It is unlikely that even all Gauls used it since, both Pliny and Strabo write of many using millet, a grain which does not leaven well, if at all, and so could barely have produced bread, much less light bread. Still, Pliny mentions their spelt, which is a form of bread wheat and the Romans greatly increased the use of bread wheat (triticum aestivum) in the region. Either of these would have produced a lighter bread when leavened with yeast.

As it happens, Pliny lists the Roman methods for leavening bread, one of which involved millet, which, if kneaded with must, could be kept for a year; the same was true of wheat-bran. "When required for making bread, these cakes are first soaked in water, and then boiled with the finest spelt flour; and it is generally thought that this is the best method for making bread." He describes another made with barley and water, before going on:

At the present day, however, the leaven is prepared from the meal that is used for making the bread. For this purpose, some of the meal is kneaded before adding the salt, and is then boiled to the consistency of porridge, and left till it begins to turn sour. In most cases, however, they do not warm it at all, but only make use of a little of the dough that has been kept from the day before.

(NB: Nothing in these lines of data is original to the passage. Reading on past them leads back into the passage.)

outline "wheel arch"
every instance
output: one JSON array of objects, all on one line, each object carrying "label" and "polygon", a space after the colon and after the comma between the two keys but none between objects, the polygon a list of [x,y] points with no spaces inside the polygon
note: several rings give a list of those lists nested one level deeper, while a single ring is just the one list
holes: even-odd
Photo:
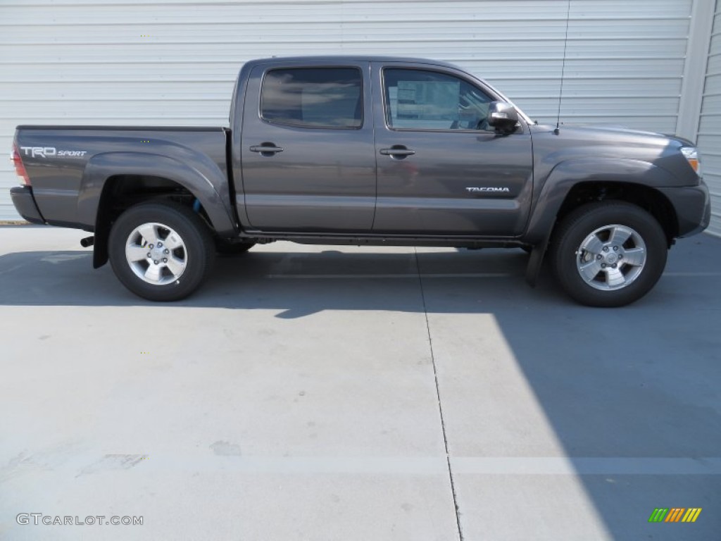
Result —
[{"label": "wheel arch", "polygon": [[78,201],[81,221],[94,224],[93,266],[107,261],[113,221],[128,207],[151,198],[170,198],[187,206],[197,201],[209,227],[218,234],[233,236],[237,229],[229,211],[229,192],[221,195],[218,185],[226,186],[227,180],[208,178],[165,156],[111,152],[93,157],[86,166]]},{"label": "wheel arch", "polygon": [[671,201],[656,188],[676,184],[669,172],[647,162],[579,159],[558,164],[541,188],[524,236],[534,246],[526,281],[535,285],[558,221],[593,201],[624,201],[646,210],[660,224],[671,246],[678,235],[678,221]]}]

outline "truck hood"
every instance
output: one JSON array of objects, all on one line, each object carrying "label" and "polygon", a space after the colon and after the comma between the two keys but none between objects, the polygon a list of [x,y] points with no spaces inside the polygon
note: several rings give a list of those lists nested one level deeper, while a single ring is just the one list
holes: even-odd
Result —
[{"label": "truck hood", "polygon": [[[552,133],[555,126],[537,125],[531,126],[532,133]],[[694,144],[687,139],[674,135],[665,135],[653,131],[632,130],[623,126],[562,126],[559,135],[563,138],[576,141],[593,141],[596,144],[606,144],[612,146],[626,144],[643,145],[649,146],[675,147],[693,146]]]}]

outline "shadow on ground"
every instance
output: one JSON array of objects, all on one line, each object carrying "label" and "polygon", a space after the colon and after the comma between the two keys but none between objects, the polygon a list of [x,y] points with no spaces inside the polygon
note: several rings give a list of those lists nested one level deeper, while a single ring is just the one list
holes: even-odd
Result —
[{"label": "shadow on ground", "polygon": [[[90,257],[0,258],[0,304],[151,304],[126,291],[109,267],[93,270]],[[614,538],[718,539],[709,537],[721,532],[717,467],[714,475],[671,466],[613,475],[584,472],[583,461],[637,458],[642,472],[653,459],[687,458],[703,472],[706,457],[721,454],[721,240],[681,241],[656,288],[616,309],[573,304],[547,269],[539,286],[528,288],[526,257],[492,250],[420,251],[417,260],[413,252],[251,252],[219,259],[202,290],[172,304],[286,318],[344,309],[492,314]],[[397,294],[402,290],[407,294]],[[660,506],[704,511],[697,524],[666,525],[686,528],[679,533],[647,523]]]}]

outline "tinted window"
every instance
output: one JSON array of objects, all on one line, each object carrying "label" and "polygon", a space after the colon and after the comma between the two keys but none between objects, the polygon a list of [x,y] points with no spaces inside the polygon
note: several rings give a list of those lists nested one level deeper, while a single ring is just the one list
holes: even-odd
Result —
[{"label": "tinted window", "polygon": [[360,128],[361,76],[356,68],[272,70],[263,79],[261,116],[308,128]]},{"label": "tinted window", "polygon": [[452,75],[417,69],[385,69],[386,121],[391,128],[474,130],[486,128],[492,100]]}]

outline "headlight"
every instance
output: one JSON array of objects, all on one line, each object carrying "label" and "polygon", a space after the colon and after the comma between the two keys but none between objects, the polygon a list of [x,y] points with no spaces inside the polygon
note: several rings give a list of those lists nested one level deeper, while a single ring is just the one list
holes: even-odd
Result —
[{"label": "headlight", "polygon": [[689,164],[696,171],[696,174],[701,176],[701,160],[699,159],[699,151],[695,146],[684,146],[681,149],[681,154],[686,158]]}]

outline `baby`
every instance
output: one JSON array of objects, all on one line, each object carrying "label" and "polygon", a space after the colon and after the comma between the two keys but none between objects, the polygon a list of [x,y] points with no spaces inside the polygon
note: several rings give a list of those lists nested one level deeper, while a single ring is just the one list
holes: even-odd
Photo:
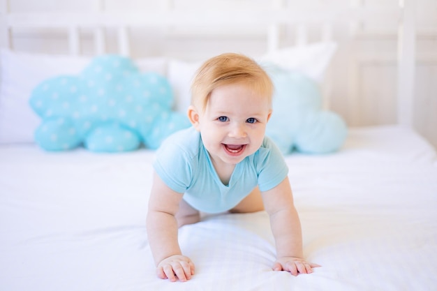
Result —
[{"label": "baby", "polygon": [[320,267],[303,258],[288,169],[265,136],[273,90],[265,71],[241,54],[221,54],[198,69],[188,110],[193,126],[169,137],[154,164],[147,235],[159,278],[186,281],[194,274],[177,232],[198,222],[199,211],[265,209],[276,246],[273,269],[296,276]]}]

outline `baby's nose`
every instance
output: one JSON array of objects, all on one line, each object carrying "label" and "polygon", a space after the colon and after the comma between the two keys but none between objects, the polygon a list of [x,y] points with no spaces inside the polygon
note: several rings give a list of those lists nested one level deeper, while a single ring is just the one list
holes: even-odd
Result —
[{"label": "baby's nose", "polygon": [[235,124],[229,133],[229,136],[235,138],[246,137],[246,127],[241,124]]}]

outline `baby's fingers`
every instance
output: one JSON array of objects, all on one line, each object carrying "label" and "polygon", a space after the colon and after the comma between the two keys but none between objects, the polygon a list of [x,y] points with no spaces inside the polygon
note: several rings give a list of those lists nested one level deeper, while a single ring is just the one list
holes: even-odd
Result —
[{"label": "baby's fingers", "polygon": [[[188,267],[188,274],[190,274],[190,278],[187,278],[187,276],[186,276],[186,273],[185,273],[186,268],[184,268],[183,265],[185,265],[185,267],[186,267],[188,266],[188,263],[186,262],[175,262],[172,264],[172,267],[173,267],[173,271],[175,272],[175,274],[177,276],[177,278],[182,282],[185,282],[187,279],[191,278],[191,271],[189,270],[189,267]],[[169,279],[172,282],[176,281],[176,279],[172,280],[171,278],[169,278]]]}]

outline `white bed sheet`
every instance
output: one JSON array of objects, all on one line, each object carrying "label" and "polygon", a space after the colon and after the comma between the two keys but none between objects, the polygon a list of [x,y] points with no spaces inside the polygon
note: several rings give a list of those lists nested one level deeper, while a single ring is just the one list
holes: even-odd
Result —
[{"label": "white bed sheet", "polygon": [[196,265],[156,277],[145,230],[154,152],[0,147],[0,290],[437,290],[436,152],[408,129],[350,129],[338,153],[286,158],[311,275],[274,272],[264,211],[179,230]]}]

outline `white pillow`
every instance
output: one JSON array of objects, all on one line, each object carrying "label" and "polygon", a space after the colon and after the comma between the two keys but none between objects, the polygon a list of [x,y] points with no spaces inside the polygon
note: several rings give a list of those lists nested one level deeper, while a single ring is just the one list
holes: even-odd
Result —
[{"label": "white pillow", "polygon": [[283,69],[301,72],[320,84],[336,48],[334,42],[286,47],[265,54],[259,61],[272,62]]},{"label": "white pillow", "polygon": [[175,111],[186,114],[191,100],[191,82],[195,71],[202,64],[202,61],[188,62],[174,59],[168,61],[167,77],[176,98]]},{"label": "white pillow", "polygon": [[[334,42],[314,43],[278,50],[253,59],[260,64],[274,63],[286,70],[302,72],[321,83],[336,47],[337,45]],[[176,110],[182,114],[186,113],[190,105],[190,87],[194,74],[201,64],[202,62],[169,60],[168,77],[176,93]]]},{"label": "white pillow", "polygon": [[[0,51],[0,144],[34,142],[34,133],[40,119],[29,105],[32,89],[47,78],[59,75],[77,75],[90,57],[54,56]],[[164,58],[138,59],[142,71],[165,75]]]}]

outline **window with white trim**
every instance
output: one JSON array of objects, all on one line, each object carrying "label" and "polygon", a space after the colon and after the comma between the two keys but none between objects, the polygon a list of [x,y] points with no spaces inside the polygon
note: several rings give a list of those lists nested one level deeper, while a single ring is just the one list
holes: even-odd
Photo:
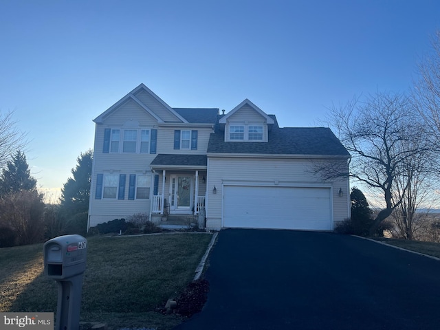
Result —
[{"label": "window with white trim", "polygon": [[180,148],[189,149],[191,145],[191,131],[180,131]]},{"label": "window with white trim", "polygon": [[124,130],[124,142],[122,143],[123,153],[135,153],[136,141],[138,140],[138,130]]},{"label": "window with white trim", "polygon": [[[104,153],[156,153],[157,130],[107,129],[107,140],[104,140]],[[154,135],[152,136],[152,131]]]},{"label": "window with white trim", "polygon": [[110,139],[110,152],[119,153],[119,140],[120,131],[119,129],[111,130],[111,138]]},{"label": "window with white trim", "polygon": [[136,176],[136,199],[148,199],[150,198],[151,175]]},{"label": "window with white trim", "polygon": [[230,140],[243,140],[245,139],[244,126],[231,126],[229,128]]},{"label": "window with white trim", "polygon": [[248,138],[249,140],[263,140],[263,126],[250,126],[248,130]]},{"label": "window with white trim", "polygon": [[116,198],[119,175],[104,174],[102,180],[102,198]]},{"label": "window with white trim", "polygon": [[140,131],[140,153],[148,153],[150,146],[150,130],[142,129]]}]

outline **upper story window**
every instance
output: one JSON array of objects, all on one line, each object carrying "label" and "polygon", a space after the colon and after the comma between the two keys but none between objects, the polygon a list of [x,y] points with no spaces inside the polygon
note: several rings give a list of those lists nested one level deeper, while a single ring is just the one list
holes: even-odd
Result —
[{"label": "upper story window", "polygon": [[112,129],[111,130],[111,142],[110,145],[111,153],[119,152],[119,140],[120,139],[120,130]]},{"label": "upper story window", "polygon": [[229,141],[263,142],[263,125],[232,124],[229,126]]},{"label": "upper story window", "polygon": [[250,126],[248,132],[249,140],[263,140],[262,126]]},{"label": "upper story window", "polygon": [[138,140],[138,130],[126,129],[124,131],[123,153],[135,153],[136,142]]},{"label": "upper story window", "polygon": [[190,141],[191,140],[190,131],[181,131],[180,133],[180,148],[189,149]]},{"label": "upper story window", "polygon": [[229,138],[230,140],[244,140],[245,126],[231,126],[229,128]]},{"label": "upper story window", "polygon": [[105,129],[104,153],[156,153],[157,129]]},{"label": "upper story window", "polygon": [[142,129],[140,131],[140,152],[141,153],[148,153],[150,145],[150,131]]},{"label": "upper story window", "polygon": [[117,174],[106,174],[102,181],[102,197],[116,198],[119,176]]}]

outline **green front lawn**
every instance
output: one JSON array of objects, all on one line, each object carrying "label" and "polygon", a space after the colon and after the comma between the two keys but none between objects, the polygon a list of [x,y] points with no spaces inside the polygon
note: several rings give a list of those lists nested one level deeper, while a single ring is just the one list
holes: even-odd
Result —
[{"label": "green front lawn", "polygon": [[[192,280],[212,235],[160,234],[87,239],[81,320],[172,329],[160,311]],[[43,274],[43,244],[0,249],[0,311],[56,312],[57,285]]]},{"label": "green front lawn", "polygon": [[390,245],[398,246],[404,249],[440,258],[440,243],[439,243],[420,242],[419,241],[385,239],[382,237],[373,237],[373,239],[390,244]]}]

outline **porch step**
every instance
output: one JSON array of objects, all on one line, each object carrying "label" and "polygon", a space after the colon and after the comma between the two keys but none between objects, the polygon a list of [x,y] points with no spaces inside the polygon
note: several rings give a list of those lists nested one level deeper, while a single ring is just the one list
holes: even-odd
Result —
[{"label": "porch step", "polygon": [[[162,217],[164,219],[164,217]],[[188,227],[190,223],[195,223],[197,219],[192,214],[182,215],[182,214],[168,214],[166,217],[166,220],[162,220],[160,225],[166,226],[184,226]]]}]

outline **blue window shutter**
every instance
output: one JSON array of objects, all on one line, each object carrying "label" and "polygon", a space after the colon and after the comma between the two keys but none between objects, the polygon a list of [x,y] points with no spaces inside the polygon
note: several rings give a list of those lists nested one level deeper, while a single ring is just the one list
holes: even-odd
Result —
[{"label": "blue window shutter", "polygon": [[174,148],[180,148],[180,130],[179,129],[174,131]]},{"label": "blue window shutter", "polygon": [[95,199],[102,198],[102,180],[104,175],[98,174],[96,177],[96,190],[95,192]]},{"label": "blue window shutter", "polygon": [[104,130],[104,146],[102,148],[103,153],[109,153],[110,151],[110,129]]},{"label": "blue window shutter", "polygon": [[191,131],[191,150],[197,150],[198,131]]},{"label": "blue window shutter", "polygon": [[119,189],[118,191],[118,199],[125,198],[125,174],[119,175]]},{"label": "blue window shutter", "polygon": [[159,193],[159,175],[155,174],[154,175],[154,190],[153,190],[153,195],[157,196]]},{"label": "blue window shutter", "polygon": [[135,199],[135,190],[136,188],[136,175],[130,175],[130,182],[129,186],[129,199],[133,201]]},{"label": "blue window shutter", "polygon": [[156,153],[156,146],[157,145],[157,130],[151,130],[151,137],[150,138],[150,153]]}]

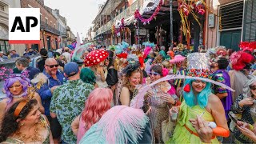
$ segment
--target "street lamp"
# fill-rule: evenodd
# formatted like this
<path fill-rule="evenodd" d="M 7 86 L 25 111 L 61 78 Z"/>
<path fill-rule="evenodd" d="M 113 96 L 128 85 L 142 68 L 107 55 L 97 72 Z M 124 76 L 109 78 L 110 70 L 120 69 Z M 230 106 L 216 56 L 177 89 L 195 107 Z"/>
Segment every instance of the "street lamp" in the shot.
<path fill-rule="evenodd" d="M 41 29 L 41 31 L 42 31 L 42 42 L 43 42 L 43 48 L 46 48 L 45 47 L 45 37 L 44 37 L 44 34 L 45 34 L 45 31 L 44 31 L 44 29 Z"/>

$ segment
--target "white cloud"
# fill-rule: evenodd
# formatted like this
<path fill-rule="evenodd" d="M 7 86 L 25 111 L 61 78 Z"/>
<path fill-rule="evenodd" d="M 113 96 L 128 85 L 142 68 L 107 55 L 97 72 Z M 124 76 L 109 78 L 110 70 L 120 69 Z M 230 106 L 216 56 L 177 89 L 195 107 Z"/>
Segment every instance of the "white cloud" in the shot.
<path fill-rule="evenodd" d="M 98 5 L 106 0 L 45 0 L 45 5 L 51 9 L 58 9 L 66 17 L 67 25 L 76 35 L 84 38 L 98 12 Z M 82 33 L 82 34 L 81 34 Z"/>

In other words, the Romans used sourdough to leaven their bread. Leaving one to wonder why, if they knew that bread from Gaul and Spain was lighter, did they not make at least some bread with the same method? This is all the more striking given the Roman love of luxury and variety.

Whatever the case, sourdough also became the main leavening agent in France and would remain so for over a millennium. This had one advantage, certainly: bread made with sourdough lasts far longer than bread made with yeast. In medieval times, rents were often paid in bread, something which would have been hard to do with yeast-leavened bread and its short shelf life.

Probably for most of the Middle Ages even scholars had long forgotten that the Gauls had leavened their bread with the foam from beer. This is ironic, given that beer itself quickly became a standard drink under the Franks and was even made by monks. But in 1560, Bruyerin, having cited Pliny's earlier statement, wrote that the custom endured among the Flemish "which is why theirs is lighter than other bread." And so, in the sixteenth century, at least some of the French knew that one obtained a lighter bread by using yeast.

And yet, not only did French bakers not adopt this method, some actually fought it.

Marie de Medici (Henri IV's Italian queen) is thought to have introduced rolls made with both milk and yeast, rolls which as a result were known as "the queen's bread"; as a class such bread was known as "softish bread" - pain mollet. Others imitated this, to the irritation of ordinary bakers, who put it out that using yeast in bread was actually harmful. In March 1668, the Faculty of Medecine decided to examine the question; the result was that they banned its use. The question then went before the French Parlement (more of a supreme court than a judicial body) which first sought the lieutenant of police's opinion. He too condemned its use, along with that of milk (which had already been used in bread in the fourteenth century). Nonetheless the Parlement decided on March 21, 1670, that yeast could be used in bread (though only that of Paris).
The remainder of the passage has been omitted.